The advantage of culturable sampling is that the recovered molds could be identified to species level. This is important because some important characteristics such as production of mycotoxins or pathogenicity are species (and sometimes strain) specific.

Given the advantages and disadvantages of the 2 air sampling methods, an investigator has to decide which method to use. In some cases, using a combination of the 2 methods is recommended.

  • Dust Sampling For Ergosterol

Ergosterol is the major sterol in the cell membranes of fungi (yeasts and mold). It’s present in mycelia, spores, and vegetative cells. There is a strong correlation between ergosterol content and fungal dry mass. Ergosterol content has, therefore, been widely used as an estimate of fungal biomass in various environments, such as soil and aquatic systems. Ergosterol measurements have been proposed as a new method for determination of total fungal biomass in investigations of indoor environments. One limitation about this method is that the amount of ergosterol in fungal tissue is not constant and varies with fungal species, age of the culture, developmental stage (growth phase, hyphal formation, and sporulation), and growth conditions (growth media, pH, and temperature). Another limitation is that ergosterol measurements cannot be used to determine the species present in the dust sample since it’s not genera or species specific. The method is currently not widely used and very few commercial laboratories have the capability to analyze for ergosterol in dust.

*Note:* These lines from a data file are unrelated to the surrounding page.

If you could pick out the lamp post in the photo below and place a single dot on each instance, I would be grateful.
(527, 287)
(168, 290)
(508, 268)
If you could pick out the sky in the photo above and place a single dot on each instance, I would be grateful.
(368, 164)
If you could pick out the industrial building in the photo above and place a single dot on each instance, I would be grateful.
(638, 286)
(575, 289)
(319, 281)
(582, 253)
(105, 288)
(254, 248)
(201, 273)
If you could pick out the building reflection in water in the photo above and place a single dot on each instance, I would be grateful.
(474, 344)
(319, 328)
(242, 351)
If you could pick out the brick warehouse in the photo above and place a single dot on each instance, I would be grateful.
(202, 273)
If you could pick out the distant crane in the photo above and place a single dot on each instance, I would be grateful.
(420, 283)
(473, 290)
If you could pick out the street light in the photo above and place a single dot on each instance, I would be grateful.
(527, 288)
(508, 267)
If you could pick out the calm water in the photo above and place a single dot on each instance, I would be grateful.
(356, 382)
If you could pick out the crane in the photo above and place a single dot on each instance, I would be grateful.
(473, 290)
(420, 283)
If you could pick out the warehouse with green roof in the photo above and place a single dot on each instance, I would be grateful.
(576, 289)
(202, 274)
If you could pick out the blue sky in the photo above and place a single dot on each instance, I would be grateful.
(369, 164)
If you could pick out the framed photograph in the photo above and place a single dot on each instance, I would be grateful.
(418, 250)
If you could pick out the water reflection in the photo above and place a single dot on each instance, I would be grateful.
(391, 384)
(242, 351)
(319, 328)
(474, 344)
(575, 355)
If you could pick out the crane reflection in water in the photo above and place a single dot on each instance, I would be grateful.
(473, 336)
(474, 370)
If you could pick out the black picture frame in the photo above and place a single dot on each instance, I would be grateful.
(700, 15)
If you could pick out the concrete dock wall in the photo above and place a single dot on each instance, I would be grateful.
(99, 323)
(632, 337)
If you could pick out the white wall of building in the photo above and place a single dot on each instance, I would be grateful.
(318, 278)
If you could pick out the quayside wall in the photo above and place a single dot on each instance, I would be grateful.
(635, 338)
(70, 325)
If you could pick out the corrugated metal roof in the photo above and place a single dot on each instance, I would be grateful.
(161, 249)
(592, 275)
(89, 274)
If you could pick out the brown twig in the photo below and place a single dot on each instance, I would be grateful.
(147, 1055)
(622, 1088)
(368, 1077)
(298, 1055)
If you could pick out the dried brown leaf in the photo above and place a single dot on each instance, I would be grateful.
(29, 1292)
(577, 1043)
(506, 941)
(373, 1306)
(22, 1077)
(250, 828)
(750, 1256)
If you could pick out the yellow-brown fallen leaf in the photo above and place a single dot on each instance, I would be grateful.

A Useful Ergosterol Reference

ANNA-LIISA PASANEN, KATI YLI-PIETILÄ , PERTTI PASANEN, PENTTI KALLIOKOSKI, AND JUHANI TARHANEN (1999). Ergosterol Content in Various Fungal Species and Biocontaminated Building Materials. APPLIED AND ENVIRONMENTAL MICROBIOLOGY, Vol. 65, No. 1: 138–142.

Bacteria As Contaminants In Indoor Environments

People spend around 80 and 90% of their time in indoor environments (office, school, home, etc) and there is increased awareness of the potential health effects of indoor biological contaminants such as bacteria. Therefore, when considering work or indoor living conditions, the air quality requires special attention.

In indoor environments, biological contaminants are often found in areas that provide conducive conditions for microbial growth. These include damp or wet areas such as cooling coils, humidifiers, condensate pans, draperies, bedding, carpet, and other areas where dust collects.

Bacteria are an important component of indoor biological contaminants. Some of them are pathogenic (that’s they are capable of causing disease) and are involved in respiratory diseases. If the environmental and nutritional conditions are favourable bacteria can colonize and grow on many surfaces (including standing water) from where they and their by-products can become airborne. A number of diverse activities can result in the dispersion and generation of bacterial aerosols indoors, for example, the operation of heating-ventilation-air conditioning systems, hot water systems and water spray devices.

Health Effects Associated With Indoor Bacteria
There are several health effects associated with exposures to bacterial aerosols. Some of them include irritative and nonspecific respiratory symptoms, respiratory infections, and allergic reactions such as alveolitis and chronic bronchitis.

Some of the infectious bacteria include Mycobacterium tuberculosis, Legionella pneumophila, Bacillus anthracis. These bacteria cause pulmonary tuberculosis,  legionellosis (Legionnaire’s disease) and anthrax respectively. Infection is primarily through inhalation.

Bacteria As Causes Of  Bioderioration
Bacteria are rarely thought of as biodeterioration agents. However, they are involved in biodeterioration of various types of materials. Bacillus sp, Nitrosomonas sp, Nocardia sp and Streptomyces are involved in biodeterioration of diverse materials in several regions. They cause physical damage and some are capable of producing acids that cause biochemical deterioration.

Conclusion
In general, several microorganisms including bacteria are present in indoor environments. They can contaminate indoor air and pose health risks especially when certain species are present or when they are in high numbers. Apart from the health effects microorganisms have the ability to cause damage to materials they are growing on.